We're running Aurora PostgreSQL 15.12, which includes the fix mentioned in the r...

We're running Aurora PostgreSQL 15.12, which includes the fix mentioned in the release notes. Looking at this comment and the AWS documentation, I think there's an important distinction to make about what was actually fixed in Aurora PostgreSQL 15.12.4. Based on our experience and analysis, we believe AWS's fix primarily focused on data protection rather than eliminating the race condition itself.

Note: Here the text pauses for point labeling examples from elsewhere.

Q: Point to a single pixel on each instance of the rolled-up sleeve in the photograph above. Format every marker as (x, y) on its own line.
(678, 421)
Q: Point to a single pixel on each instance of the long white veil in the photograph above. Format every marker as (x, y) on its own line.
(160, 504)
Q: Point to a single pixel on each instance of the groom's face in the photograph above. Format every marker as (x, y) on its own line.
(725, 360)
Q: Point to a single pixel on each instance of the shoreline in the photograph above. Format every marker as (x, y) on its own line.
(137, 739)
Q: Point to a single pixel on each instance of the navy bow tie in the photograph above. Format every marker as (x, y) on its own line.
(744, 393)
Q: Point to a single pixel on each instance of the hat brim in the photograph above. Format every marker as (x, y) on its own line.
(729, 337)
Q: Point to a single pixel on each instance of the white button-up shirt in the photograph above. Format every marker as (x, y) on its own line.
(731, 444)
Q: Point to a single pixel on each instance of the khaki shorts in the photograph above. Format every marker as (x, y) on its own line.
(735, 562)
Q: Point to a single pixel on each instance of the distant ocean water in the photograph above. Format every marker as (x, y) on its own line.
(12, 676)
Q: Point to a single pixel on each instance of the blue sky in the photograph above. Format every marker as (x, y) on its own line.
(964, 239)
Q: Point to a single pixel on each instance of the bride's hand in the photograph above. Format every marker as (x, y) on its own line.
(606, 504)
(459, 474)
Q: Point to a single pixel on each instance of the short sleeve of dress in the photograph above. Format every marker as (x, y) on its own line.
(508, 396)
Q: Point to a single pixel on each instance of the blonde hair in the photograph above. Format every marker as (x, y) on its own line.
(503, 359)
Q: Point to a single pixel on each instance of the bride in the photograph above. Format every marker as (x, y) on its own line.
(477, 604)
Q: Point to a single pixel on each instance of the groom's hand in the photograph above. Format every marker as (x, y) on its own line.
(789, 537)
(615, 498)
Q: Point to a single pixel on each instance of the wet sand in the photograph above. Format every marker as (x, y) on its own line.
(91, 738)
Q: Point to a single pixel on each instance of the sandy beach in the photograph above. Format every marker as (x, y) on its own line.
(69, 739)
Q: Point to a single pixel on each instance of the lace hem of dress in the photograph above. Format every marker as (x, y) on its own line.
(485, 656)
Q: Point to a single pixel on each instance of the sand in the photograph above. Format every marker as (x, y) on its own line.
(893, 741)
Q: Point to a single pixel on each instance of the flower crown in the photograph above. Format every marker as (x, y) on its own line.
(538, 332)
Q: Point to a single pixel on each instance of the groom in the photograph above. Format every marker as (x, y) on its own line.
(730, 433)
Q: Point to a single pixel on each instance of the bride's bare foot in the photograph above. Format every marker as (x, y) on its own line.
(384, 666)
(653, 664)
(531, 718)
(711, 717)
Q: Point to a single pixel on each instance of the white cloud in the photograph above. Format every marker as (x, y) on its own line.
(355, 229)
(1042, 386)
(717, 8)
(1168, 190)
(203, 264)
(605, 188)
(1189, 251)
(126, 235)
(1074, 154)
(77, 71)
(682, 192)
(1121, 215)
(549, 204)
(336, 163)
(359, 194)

Here's what we think is happening: Before the fix (pre-15.12.4):

1. Failover starts

2. Both instances accept and process writes simultaneously

3. Failover eventually completes after the writer steps down

4. Result: Potential data consistency issues ???

After the fix (15.12.4+):

1. Failover starts

2. If the old writer doesn't demote before the new writer is promoted, the storage layer now detects this and rejects write requests

3. Both instances restart/crash

4. Failover fails or requires manual intervention

The underlying race condition between writer demotion and reader promotion still exists - AWS just added a safety mechanism at the storage layer to prevent the dangerous scenario of two writers operating simultaneously. They essentially converted a data inconsistency risk into an availability issue. This would explain why we're still seeing failover failures on 15.12 - the race condition wasn't eliminated, just made safer.

The comment in the release notes about "fixed a race condition where an old writer instance may not step down" is somewhat misleading - it's more accurate to say they "mitigated the consequences of the race condition" by having the storage layer reject writes when it detects the problematic state and that is probably why AWS Support did not point us to this release when we raised the issue.